Das ultimative Ziel ist die Speicherung eines Bits als Magnetisierungsrichtung eines einzelnen Atoms. Bei dieser Miniaturisierung bestehen jedoch zwei Grundprobleme: Zum einen nimmt die Energiebarriere zwischen den Zuständen „0“ und „1“ mit der Strukturgröße ab, sodass thermische Fluktuationen zu Datenverlust führen können. Zum anderen lassen sich die magnetischen Eigenschaften atomarer Strukturen kaum vorhersagen: Ein einzelnes magnetisches Atom verhält sich eben nicht wie der Magnet, der eine Notiz am Kühlschrank festhält.
Spirale aus Manganatomen
Bei den an der Universität Hamburg durchgeführten Experimenten wurden nun Kobaltatome auf eine Manganoberfläche aufgebracht. Die Manganatome ordnen sich magnetisch in Form einer Spirale. Diese Oberfläche wurde aus zwei Gründen gewählt: So werden die thermischen Fluktuationen der magnetischen Momente („Spins“) der Kobaltatome durch die so genannte Austauschkopplung unterbunden und die Kobaltatome haben zudem durch die Manganoberfläche vorgegebene, ortsabhängig variierende Spinrichtungen, was eine systematische Untersuchung ermöglicht.
Als Messtechnik setzten die Wissenschaftler die so genannte spinpolarisierte Rastertunnelmikroskopie (SP-RTM) ein. Dabei tastet eine magnetische Spitze in einem Abstand von einigen Zehntel Nanometern einen Oberflächenbereich ab. Der gemessene Tunnelstrom ermöglicht ein Abbild der Elektronendichte und der lokalen Spinrichtung mit extrem hoher Ortsauflösung. Überraschenderweise ist nach Angaben der Forscher nicht nur die gemessene Höhe der Kobaltatome, sondern auch deren Form im SP-RTM Bild von der Spinrichtung abhängig.
Spin-Richtung gezielt einstellen
Mit Hilfe von parameterfreien Elektronenstrukturrechnungen konnten theoretische Physiker der Christian-Albrechts-Universität zu Kiel zeigen, dass hierfür spinabhängige orbitale Symmetrien der Kobaltelektronen verantwortlich sind. Dies hat zur Folge, dass jeder Spinrichtung eine spezifische Form zugeordnet werden kann und daher pro Atom im Prinzip mehr als nur ein Bit auslesbar ist.
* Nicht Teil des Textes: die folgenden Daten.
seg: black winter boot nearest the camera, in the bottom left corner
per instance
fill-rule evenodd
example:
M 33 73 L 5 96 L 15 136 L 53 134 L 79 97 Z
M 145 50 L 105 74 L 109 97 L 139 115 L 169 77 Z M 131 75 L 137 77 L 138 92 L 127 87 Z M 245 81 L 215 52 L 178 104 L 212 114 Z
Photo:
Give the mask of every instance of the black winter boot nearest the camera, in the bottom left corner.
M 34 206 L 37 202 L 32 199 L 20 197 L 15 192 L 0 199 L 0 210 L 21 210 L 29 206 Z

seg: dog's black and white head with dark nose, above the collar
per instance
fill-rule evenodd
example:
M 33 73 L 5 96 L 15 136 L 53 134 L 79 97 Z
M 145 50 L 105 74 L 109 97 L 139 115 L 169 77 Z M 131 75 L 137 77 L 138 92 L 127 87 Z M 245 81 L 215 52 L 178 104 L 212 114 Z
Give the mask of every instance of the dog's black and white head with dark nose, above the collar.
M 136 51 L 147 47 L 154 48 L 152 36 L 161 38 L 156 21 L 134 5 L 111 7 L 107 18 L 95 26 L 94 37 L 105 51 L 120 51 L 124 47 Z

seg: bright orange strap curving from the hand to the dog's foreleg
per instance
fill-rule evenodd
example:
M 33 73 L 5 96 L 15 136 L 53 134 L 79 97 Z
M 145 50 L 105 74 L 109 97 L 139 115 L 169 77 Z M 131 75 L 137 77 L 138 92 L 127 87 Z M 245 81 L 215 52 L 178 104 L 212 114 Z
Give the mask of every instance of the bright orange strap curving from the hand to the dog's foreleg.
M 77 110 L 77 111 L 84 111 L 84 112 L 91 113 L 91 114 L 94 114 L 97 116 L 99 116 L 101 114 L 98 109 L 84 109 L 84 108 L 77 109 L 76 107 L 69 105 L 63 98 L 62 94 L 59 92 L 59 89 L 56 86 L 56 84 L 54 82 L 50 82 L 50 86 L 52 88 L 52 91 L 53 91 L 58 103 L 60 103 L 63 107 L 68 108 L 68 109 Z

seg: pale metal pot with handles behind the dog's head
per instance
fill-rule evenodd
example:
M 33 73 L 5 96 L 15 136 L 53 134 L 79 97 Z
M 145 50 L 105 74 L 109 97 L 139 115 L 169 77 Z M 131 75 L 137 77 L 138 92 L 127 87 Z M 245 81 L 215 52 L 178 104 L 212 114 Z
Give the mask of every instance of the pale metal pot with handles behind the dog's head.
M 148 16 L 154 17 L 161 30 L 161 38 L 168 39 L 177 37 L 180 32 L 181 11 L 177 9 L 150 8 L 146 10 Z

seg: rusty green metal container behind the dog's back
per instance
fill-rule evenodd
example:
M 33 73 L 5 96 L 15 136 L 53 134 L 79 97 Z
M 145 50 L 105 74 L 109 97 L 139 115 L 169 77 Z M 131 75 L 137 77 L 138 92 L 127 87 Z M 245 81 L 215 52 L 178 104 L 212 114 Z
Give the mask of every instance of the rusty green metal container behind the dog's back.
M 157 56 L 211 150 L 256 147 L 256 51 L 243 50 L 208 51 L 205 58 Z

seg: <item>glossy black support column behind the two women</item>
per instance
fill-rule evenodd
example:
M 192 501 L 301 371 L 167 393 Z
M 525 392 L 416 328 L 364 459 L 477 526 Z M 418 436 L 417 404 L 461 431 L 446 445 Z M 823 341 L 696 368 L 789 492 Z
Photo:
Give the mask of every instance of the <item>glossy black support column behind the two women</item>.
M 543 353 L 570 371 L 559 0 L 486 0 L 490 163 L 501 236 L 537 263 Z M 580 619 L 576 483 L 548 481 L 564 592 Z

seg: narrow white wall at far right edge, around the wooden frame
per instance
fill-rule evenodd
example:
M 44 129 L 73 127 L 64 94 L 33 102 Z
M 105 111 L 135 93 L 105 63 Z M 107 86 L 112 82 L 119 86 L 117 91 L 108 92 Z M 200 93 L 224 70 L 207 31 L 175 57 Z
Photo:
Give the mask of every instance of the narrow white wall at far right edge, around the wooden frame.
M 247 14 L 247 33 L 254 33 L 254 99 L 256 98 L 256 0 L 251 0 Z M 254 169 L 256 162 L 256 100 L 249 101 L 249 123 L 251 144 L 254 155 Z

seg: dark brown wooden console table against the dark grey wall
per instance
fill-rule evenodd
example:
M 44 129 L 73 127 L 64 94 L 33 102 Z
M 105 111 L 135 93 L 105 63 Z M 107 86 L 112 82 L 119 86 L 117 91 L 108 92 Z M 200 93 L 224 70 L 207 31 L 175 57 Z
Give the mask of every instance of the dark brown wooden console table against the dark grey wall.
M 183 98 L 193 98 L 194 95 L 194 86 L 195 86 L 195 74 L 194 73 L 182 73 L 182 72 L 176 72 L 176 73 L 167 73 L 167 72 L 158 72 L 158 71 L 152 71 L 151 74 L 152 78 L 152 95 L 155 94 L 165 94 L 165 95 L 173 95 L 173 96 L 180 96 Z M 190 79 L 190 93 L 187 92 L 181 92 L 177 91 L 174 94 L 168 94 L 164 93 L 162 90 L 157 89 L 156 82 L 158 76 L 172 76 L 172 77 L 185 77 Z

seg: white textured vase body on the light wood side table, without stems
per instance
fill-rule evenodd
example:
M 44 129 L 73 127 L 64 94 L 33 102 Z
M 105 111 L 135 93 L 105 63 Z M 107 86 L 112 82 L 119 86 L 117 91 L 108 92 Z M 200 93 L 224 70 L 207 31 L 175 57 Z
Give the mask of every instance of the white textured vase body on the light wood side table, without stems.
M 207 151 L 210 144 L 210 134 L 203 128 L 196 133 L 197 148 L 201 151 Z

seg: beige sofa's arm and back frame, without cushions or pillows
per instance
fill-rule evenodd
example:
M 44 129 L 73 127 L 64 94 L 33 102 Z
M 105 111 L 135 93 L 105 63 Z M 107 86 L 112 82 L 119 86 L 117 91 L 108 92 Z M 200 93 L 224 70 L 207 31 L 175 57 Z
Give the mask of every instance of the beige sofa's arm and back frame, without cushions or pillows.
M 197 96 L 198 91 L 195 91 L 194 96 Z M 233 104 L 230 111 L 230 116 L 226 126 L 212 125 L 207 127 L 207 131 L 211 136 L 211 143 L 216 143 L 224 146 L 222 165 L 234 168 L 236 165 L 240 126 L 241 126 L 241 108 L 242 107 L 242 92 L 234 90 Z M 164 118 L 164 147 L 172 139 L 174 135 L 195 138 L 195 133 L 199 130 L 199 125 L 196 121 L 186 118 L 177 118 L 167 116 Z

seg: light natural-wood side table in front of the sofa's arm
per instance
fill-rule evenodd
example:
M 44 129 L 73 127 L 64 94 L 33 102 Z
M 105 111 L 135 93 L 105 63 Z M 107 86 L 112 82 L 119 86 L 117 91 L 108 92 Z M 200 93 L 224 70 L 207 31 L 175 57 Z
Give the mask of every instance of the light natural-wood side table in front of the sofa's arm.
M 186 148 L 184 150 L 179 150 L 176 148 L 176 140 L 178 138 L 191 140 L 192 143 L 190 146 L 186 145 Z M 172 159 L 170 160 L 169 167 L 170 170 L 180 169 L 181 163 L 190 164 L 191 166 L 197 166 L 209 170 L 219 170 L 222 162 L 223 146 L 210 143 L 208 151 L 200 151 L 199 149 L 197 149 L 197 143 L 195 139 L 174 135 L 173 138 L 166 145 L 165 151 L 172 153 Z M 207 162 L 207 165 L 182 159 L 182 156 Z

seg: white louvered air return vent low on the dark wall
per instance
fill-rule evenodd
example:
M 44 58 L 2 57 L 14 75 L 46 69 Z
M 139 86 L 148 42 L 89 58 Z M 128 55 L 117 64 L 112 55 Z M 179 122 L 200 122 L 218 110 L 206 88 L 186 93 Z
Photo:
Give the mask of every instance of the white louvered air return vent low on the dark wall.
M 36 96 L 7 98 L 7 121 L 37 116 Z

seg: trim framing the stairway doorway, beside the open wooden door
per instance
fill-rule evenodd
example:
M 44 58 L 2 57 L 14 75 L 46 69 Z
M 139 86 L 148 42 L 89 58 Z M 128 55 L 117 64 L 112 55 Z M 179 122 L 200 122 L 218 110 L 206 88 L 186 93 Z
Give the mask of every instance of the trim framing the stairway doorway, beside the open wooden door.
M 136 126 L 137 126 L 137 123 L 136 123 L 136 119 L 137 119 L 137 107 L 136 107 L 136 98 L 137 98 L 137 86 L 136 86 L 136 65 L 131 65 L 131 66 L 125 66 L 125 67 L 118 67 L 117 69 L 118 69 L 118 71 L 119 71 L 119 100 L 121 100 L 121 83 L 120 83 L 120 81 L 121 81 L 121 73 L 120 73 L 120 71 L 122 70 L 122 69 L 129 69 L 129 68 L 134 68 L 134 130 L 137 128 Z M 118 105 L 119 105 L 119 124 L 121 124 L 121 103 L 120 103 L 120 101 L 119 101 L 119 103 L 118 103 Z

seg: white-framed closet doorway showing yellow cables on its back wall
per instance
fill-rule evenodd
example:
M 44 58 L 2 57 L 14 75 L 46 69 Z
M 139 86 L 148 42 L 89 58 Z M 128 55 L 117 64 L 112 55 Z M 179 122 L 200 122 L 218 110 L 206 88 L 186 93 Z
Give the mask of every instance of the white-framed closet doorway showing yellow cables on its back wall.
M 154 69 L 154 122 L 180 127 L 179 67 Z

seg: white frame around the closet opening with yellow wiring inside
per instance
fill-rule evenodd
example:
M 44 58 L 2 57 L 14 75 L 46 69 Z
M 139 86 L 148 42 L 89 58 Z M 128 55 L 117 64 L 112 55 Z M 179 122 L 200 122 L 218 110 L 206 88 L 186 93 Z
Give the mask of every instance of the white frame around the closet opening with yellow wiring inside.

Durch Expertise in atomarer Manipulation, die im Rahmen einer Gastprofessur aus Ohio (USA) nach Hamburg gebracht wurde, konnten die Forscher experimentell noch einen Schritt weiter gehen: Die Kobaltatome können mit der Spitze eines Rastertunnelmikroskops beliebig positioniert werden und richten ihren Spin jeweils parallel zu den nächsten Nachbaratomen der Manganoberfläche aus. Dadurch kann die Spin-Richtung einzelner Atome gezielt eingestellt werden.
Die in dieser Studie erstmals demonstrierte Kombination von Spinsensitivität und atomarer Manipulation eröffnet neue Perspektiven bei der Herstellung und Charakterisierung atomarer magnetischer Strukturen, so die Forscher in „Nature Nanotechnology“.